上部フィルターは落水で酸素を取り込みやすいので、通常時はエアレーションなしでも安定することがあります。ただし、高水温の夏場、過密飼育、薬浴中、魚が水面でパクパクしているときなどは酸素不足になりやすいので、状態を見てエアレーションを追加したほうが安心です。

Q. 外部フィルターと上部フィルターのメーカーが違っても併用できますか?
独立稼働なら、メーカーが違っても基本的には問題ありません。
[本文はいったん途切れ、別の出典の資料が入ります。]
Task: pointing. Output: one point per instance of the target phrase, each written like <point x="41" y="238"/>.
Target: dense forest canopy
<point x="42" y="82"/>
直結する場合はホース径や接続部の形状が合わないことがあるので、無理に差し込まず、異径コネクターやホースバンドで確実に固定できるかを確認してください。

Q. 片方のフィルターを掃除中に止めても大丈夫ですか?
短時間の掃除であれば、もう片方が動いていれば大きな問題になりにくいです。ただし、外部フィルターを長時間止めたままにすると内部が酸欠になりやすいので、掃除はできるだけ手早く済ませ、再稼働後に異音や流量低下がないか確認しましょう。

外部フィルターと上部フィルターの併用まとめ

最後に、ここまでの話を整理しておきますね。

外部フィルターと上部フィルターの併用は、確かに可能ですし、ろ過容量や酸素供給を補い合える、とても合理的なシステムです。ただ、目的がはっきりしていないなら、無理にやる必要はないというのが私の正直な感覚です。

金魚や大型魚、フンが多くて少し過密気味の水槽では効果が出やすい一方、水草水槽や静音重視、見た目重視、小型魚少数の水槽では、デメリットが上回ることもあります。まずは「自分の水槽はどっち寄りか」を考えるのが出発点ですね。

もし併用するなら、初心者の方はまず直結ではなく独立稼働から。上部を物理ろ過と酸素供給、外部を生物ろ過とろ材容量、という役割分担で考えると整理しやすいです。水流が強くなったら排水側で調整を、掃除は片方ずつ時期をずらして、そして併用しても水換えは必要、という点は忘れずに。この3つを押さえておくだけで、失敗はかなり減らせると思います。

それと、ろ過が足りないと感じたときは、フィルターを足す前に、餌の量・生体の数・水換えの頻度・掃除のやり方を見直すと、それだけで解決することもけっこうあります。フィルター増設はその次の一手、くらいに考えておくといいかなと思います。

最後に迷ったら、次の順番で確認すると選びやすいです。

  • まず水質検査で、本当にろ過不足か確認する
  • 水草・静音重視なら外部フィルターを比較する
  • 金魚・大型魚・フンが多い水槽なら上部フィルターを比較する
  • 併用するなら、水流を逃がすパーツも一緒に確認する
外部フィルターと上部フィルターを併用する前に、目的、独立稼働、水換えと掃除のルールを確認するチェックリストのスライド

失敗しないためのチェックリスト

いきなり2台そろえるより、「今の水槽で不足しているのは酸素なのか、ろ材容量なのか、物理ろ過なのか」を見てから選ぶほうが失敗しにくいです。

なお、この記事の数値はあくまで一般的な目安です。フィルターの対応サイズや流量、消費電力などの仕様は変わることがあるので、購入前には必ずメーカーの公式サイトで最新情報をご確認ください。また、自分の水槽に合った構成や生体の状態に迷ったときは、お近くのアクアリウムショップなどの専門家に相談すると、より確実な判断ができると思います。最終的な判断はご自身の環境に合わせて、無理のない範囲で進めてくださいね。